简体   繁体   English

在cube.js 中设计一个MongoDB 数组属性中元素数量的计数度量

[英]Design a counting measure of the element number in a MongoDB array property in cube.js

I'm using cube.js with MongoDB through MongoDB Connector for BI and MongoBI Driver and so far so good.我通过MongoDB Connector for BIMongoBI Drivercube.js与MongoDB 一起使用,到目前为止一切顺利。 I'd like to have a cube.js numerical measure that counts the element length from a MongoDB array of object nested property.我想要一个cube.js 数值度量,它计算来自对象嵌套属性的MongoDB 数组的元素长度。 Something like:就像是:

{
  "nested": {
    "arrayPropertyName": [
      {
        "name": "Leatha Bauch",
        "email": "Leatha.Bauch76@hotmail.com"
      },
      {
        "name": "Pedro Hermiston",
        "email": "Pedro76@hotmail.com"
      }
    ]
  }
}

I wasn't able to figure that out looking at the docs and I was wondering if that is even possible.我无法通过查看文档弄清楚这一点,我想知道这是否可能。

I tried with type: count :我尝试使用type: count

    MyNestedArrayPropertyCounter: {
      sql: `${CUBE}.\`nested.arrayPropertyName\``,
      type: `count`,
      format: `number`,
    },

but I'm getting但我得到

Error: Error: Unknown column 'nested.arrayPropertyName' in 'field list'

Any help/advice is really appreciated.任何帮助/建议都非常感谢。 Thanks谢谢

BI treats nested arrays as separate relational tables.
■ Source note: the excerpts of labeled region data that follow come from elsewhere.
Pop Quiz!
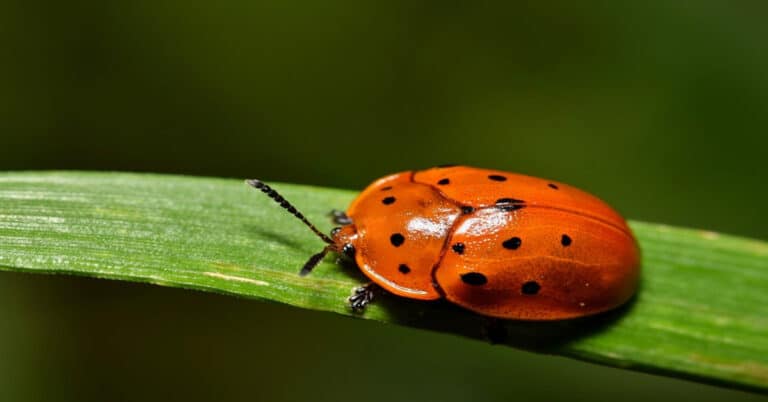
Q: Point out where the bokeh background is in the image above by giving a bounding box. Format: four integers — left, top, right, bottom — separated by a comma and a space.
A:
0, 0, 768, 402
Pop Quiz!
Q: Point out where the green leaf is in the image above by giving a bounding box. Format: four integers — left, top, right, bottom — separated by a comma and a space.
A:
0, 172, 768, 392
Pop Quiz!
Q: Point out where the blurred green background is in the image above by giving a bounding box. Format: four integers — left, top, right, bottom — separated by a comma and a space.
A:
0, 0, 768, 402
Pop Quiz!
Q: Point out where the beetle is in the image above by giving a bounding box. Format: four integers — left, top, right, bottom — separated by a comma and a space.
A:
247, 165, 640, 321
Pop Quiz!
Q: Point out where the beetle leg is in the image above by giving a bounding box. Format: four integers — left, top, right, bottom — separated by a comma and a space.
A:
330, 209, 352, 225
348, 282, 379, 312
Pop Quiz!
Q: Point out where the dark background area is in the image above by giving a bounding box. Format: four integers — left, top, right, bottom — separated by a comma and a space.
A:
0, 0, 768, 401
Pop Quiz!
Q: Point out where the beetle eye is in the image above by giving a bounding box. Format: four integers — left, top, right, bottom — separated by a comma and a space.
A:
341, 243, 355, 257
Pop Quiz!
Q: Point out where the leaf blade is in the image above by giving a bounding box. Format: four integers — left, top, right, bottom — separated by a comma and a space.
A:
0, 172, 768, 392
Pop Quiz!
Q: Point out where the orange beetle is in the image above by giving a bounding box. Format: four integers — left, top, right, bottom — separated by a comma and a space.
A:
248, 166, 640, 320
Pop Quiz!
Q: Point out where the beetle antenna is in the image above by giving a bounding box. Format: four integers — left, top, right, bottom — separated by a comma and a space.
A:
245, 179, 334, 243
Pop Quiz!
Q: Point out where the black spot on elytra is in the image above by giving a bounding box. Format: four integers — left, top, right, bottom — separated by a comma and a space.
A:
501, 237, 523, 250
389, 233, 405, 247
560, 235, 572, 247
496, 198, 525, 211
461, 272, 488, 286
520, 281, 541, 295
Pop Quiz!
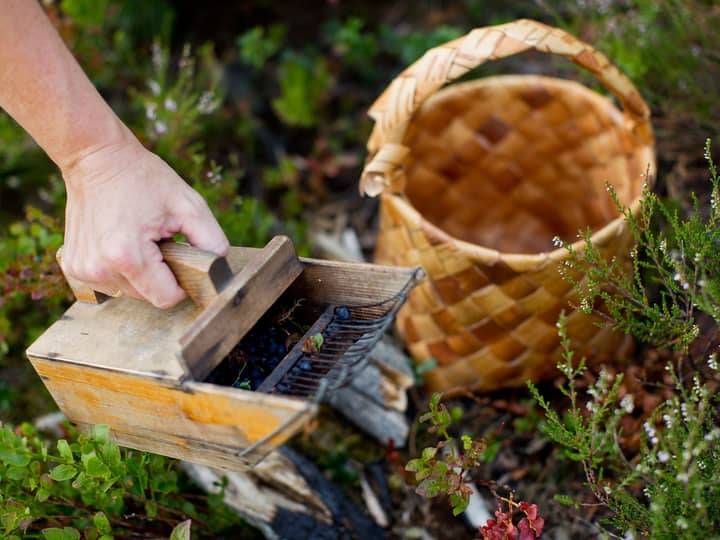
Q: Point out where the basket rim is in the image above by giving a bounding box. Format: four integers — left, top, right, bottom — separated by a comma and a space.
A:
380, 192, 642, 272
381, 74, 657, 271
408, 73, 632, 120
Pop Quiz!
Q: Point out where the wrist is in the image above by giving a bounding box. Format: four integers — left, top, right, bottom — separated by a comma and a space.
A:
56, 120, 146, 187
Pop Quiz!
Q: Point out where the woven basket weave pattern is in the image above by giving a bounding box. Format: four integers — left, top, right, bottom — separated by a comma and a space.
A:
361, 20, 654, 390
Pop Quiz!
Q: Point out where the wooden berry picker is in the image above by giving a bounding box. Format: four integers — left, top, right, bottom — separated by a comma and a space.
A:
27, 237, 422, 470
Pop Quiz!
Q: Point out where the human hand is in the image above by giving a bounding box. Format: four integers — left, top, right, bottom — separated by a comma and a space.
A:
61, 137, 229, 308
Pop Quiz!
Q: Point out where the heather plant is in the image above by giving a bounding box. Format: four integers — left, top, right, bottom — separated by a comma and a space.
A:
529, 141, 720, 539
0, 424, 245, 540
557, 140, 720, 350
405, 392, 545, 540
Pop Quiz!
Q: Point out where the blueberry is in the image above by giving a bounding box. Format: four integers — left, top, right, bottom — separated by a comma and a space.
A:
298, 360, 312, 371
335, 306, 350, 321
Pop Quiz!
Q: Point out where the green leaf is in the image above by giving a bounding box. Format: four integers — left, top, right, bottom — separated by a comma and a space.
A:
7, 467, 28, 480
35, 487, 51, 502
450, 493, 470, 516
60, 0, 107, 26
57, 439, 75, 463
42, 527, 80, 540
0, 448, 31, 467
145, 501, 157, 519
93, 512, 112, 534
85, 456, 110, 480
50, 464, 77, 482
170, 519, 192, 540
92, 424, 110, 443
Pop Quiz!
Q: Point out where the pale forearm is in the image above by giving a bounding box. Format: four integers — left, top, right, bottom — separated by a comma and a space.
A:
0, 0, 132, 170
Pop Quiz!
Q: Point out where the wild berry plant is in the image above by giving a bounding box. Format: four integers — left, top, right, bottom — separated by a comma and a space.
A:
0, 424, 245, 540
529, 141, 720, 540
405, 392, 545, 540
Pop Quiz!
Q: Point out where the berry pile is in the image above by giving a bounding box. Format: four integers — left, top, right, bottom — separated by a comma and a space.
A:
206, 318, 297, 390
206, 301, 351, 392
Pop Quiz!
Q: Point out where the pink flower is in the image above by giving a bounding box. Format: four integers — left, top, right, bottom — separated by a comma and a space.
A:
480, 511, 517, 540
518, 502, 545, 540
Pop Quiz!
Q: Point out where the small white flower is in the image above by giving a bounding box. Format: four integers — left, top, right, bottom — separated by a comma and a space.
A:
197, 90, 218, 114
152, 41, 163, 68
145, 101, 157, 120
708, 353, 718, 371
620, 394, 635, 414
148, 79, 161, 96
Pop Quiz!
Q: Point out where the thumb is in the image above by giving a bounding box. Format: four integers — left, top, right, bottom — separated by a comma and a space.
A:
180, 198, 230, 256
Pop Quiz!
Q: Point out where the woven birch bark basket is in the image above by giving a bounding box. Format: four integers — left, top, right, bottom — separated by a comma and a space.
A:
360, 20, 655, 393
BI 将嵌套数组视为单独的关系表。 See https://www.mongodb.com/blog/post/introducing-the-mongodb-connector-for-bi-20https://www.mongodb.com/blog/post/introducing-the-mongodb-connector-for-bi-20

That's why you get unknown column error, it's not part of the parent document table.这就是为什么您会收到未知列错误的原因,它不是父文档表的一部分。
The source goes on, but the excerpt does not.